Die Tunesier hatten fast vier Jahre nach dem Sturz des langjährigen Machthabers Zine El Abidine Ben Ali die Wahl zwischen dem 88-jährigen Politikveteranen Essebsi und dem Übergangspräsidenten und Menschenrechtler Marzouki. Hochrechnungen zufolge fuhr Essebsi mit einem Ergebnis zwischen 52,8 und 55,5 Prozent einen knappen Sieg ein. Er hatte seinen Konkurrenten bereits im ersten Wahlgang vor einem Monat auf den zweiten Platz verwiesen, ohne dabei aber die nötige absolute Mehrheit zu erreichen.

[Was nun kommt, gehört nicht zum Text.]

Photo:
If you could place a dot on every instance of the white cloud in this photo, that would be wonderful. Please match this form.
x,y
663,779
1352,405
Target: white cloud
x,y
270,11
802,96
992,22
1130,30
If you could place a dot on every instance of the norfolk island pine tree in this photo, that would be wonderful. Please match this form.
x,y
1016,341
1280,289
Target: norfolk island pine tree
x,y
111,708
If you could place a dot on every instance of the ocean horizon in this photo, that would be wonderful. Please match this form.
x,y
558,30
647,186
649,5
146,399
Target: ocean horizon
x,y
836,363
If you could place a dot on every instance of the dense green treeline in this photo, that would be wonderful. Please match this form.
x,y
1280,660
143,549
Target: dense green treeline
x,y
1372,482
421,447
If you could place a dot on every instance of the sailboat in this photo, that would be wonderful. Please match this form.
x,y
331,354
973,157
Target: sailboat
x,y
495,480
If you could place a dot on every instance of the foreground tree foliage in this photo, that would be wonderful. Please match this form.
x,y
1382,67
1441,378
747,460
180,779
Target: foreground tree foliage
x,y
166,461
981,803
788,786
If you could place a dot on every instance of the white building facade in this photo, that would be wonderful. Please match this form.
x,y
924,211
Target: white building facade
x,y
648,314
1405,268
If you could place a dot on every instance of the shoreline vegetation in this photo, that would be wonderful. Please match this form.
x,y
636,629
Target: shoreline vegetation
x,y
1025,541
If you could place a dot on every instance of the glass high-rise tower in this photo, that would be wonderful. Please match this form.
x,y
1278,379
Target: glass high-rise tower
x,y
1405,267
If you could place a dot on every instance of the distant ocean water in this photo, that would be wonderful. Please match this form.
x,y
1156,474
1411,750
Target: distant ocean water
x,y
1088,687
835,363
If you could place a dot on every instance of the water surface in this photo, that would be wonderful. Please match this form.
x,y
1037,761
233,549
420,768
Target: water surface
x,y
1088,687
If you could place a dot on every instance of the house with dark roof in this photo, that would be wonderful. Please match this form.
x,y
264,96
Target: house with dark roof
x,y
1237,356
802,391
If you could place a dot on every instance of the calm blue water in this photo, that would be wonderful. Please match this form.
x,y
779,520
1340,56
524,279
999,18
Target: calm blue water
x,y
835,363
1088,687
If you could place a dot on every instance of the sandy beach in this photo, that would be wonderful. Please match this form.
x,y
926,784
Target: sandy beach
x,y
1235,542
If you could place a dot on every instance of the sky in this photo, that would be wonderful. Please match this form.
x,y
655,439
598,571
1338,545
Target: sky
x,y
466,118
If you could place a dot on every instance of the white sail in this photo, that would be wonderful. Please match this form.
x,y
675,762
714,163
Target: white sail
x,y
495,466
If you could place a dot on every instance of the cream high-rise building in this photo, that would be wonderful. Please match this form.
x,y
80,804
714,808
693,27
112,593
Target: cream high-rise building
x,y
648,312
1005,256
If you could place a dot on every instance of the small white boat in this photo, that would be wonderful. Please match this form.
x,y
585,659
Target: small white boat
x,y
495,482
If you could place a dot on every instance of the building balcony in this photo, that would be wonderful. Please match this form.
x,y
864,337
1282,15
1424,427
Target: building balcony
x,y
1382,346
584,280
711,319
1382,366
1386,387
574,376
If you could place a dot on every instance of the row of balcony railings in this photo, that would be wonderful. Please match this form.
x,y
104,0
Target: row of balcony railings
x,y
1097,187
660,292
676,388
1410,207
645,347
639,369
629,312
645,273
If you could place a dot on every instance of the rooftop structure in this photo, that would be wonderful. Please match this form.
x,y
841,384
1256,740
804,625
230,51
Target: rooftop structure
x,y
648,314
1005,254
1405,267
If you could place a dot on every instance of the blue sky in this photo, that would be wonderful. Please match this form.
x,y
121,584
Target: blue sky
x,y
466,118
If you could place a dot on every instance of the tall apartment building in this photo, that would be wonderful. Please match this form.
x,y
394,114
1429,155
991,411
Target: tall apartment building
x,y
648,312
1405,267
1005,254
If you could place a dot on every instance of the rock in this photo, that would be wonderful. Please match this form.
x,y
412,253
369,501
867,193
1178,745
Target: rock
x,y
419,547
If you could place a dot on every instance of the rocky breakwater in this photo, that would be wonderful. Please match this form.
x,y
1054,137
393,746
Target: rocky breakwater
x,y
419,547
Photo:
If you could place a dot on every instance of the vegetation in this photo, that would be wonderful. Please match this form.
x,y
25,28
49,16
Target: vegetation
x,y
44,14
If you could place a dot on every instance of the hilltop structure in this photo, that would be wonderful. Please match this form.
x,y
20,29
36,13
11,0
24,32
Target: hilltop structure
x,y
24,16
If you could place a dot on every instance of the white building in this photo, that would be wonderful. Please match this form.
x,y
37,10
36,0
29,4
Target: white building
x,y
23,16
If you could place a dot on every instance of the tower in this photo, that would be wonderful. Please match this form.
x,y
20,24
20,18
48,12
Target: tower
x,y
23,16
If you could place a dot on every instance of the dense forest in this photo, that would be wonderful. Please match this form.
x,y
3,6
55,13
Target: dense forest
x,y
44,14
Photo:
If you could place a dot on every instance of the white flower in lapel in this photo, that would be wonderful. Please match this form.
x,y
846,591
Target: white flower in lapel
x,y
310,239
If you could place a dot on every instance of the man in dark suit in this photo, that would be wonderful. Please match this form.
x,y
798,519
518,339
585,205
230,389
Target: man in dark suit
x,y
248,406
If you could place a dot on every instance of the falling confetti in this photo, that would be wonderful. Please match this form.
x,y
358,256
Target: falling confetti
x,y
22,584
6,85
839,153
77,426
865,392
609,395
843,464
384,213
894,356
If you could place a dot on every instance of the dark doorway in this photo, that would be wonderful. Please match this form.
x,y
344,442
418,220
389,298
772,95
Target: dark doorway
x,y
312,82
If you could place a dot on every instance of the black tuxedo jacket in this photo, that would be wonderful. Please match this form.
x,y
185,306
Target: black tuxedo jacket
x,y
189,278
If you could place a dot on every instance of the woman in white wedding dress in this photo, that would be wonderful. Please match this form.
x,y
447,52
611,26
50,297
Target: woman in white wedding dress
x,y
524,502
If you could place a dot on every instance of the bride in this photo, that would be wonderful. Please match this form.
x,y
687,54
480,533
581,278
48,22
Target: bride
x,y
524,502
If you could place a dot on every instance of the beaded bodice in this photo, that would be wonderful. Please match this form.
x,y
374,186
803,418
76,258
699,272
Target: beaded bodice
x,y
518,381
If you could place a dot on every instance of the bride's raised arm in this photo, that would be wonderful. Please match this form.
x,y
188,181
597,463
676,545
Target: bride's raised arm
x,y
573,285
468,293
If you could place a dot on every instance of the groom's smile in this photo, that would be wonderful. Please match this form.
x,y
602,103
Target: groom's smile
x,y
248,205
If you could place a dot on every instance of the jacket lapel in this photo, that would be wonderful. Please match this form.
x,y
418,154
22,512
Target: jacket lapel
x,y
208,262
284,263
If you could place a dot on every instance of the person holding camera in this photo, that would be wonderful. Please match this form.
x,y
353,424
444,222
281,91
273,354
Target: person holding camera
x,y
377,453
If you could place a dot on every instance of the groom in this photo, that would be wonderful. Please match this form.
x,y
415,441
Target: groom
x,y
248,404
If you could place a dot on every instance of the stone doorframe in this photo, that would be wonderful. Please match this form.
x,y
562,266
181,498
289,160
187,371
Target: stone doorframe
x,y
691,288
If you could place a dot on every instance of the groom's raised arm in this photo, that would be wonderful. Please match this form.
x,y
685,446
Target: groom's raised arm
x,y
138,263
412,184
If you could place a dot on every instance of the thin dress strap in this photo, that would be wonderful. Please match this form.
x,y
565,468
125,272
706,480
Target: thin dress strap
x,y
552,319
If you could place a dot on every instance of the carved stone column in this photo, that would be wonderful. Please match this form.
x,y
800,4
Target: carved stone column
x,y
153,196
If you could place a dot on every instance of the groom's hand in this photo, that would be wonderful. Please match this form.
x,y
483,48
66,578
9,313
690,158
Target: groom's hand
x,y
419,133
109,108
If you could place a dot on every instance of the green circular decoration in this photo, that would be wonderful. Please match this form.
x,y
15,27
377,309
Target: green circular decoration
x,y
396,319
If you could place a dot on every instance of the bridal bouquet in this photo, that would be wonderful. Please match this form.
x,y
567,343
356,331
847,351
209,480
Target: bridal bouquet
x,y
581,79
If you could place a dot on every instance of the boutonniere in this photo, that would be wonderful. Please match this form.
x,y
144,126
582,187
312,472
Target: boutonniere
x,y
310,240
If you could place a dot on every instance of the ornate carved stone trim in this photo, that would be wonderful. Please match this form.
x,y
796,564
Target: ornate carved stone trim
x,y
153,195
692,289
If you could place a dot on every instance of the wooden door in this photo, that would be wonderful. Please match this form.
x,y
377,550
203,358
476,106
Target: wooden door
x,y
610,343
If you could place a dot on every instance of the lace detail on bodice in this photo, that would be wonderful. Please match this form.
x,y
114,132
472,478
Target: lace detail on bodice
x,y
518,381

Der 88-Jährige erklärte bereits unmittelbar nach Schließung der Wahllokale vor 2.000 Anhängern in der Hauptstadt Tunis, er habe die Wahl gewonnen. Er dankte seinen Wählern und würdigte seinen Gegner Marzouki. "Tunesien braucht alle seine Kinder", sagte er. Die beiden Politiker gelten als Erzfeinde. Marzouki sagte, er werde Essebsis Äußerungen nicht kommentieren. Es gebe allerdings Hinweise, dass er selbst vorne liege.

Essebsi gehört der antiislamistischen und neoliberal ausgerichteten Partei Nidaa Tounes an, die als stärkste Kraft aus der Parlamentswahl im Oktober hervorging. Sie gilt als Sammelbecken der alten Staatselite um Ben Ali. Der 69 Jahre alte Marzouki ist der Kandidat des sozialdemokratischen Kongresses für die Republik (CPR) an. Der Bürgerrechtler war Anfang 2012 mit Unterstützung der islamistischen Partei Ennahda zum Übergangspräsidenten gewählt worden. Wegen seiner Annäherung an die Islamisten, geriet Marzouki zuletzt in die Kritik von säkularen Tunesiern.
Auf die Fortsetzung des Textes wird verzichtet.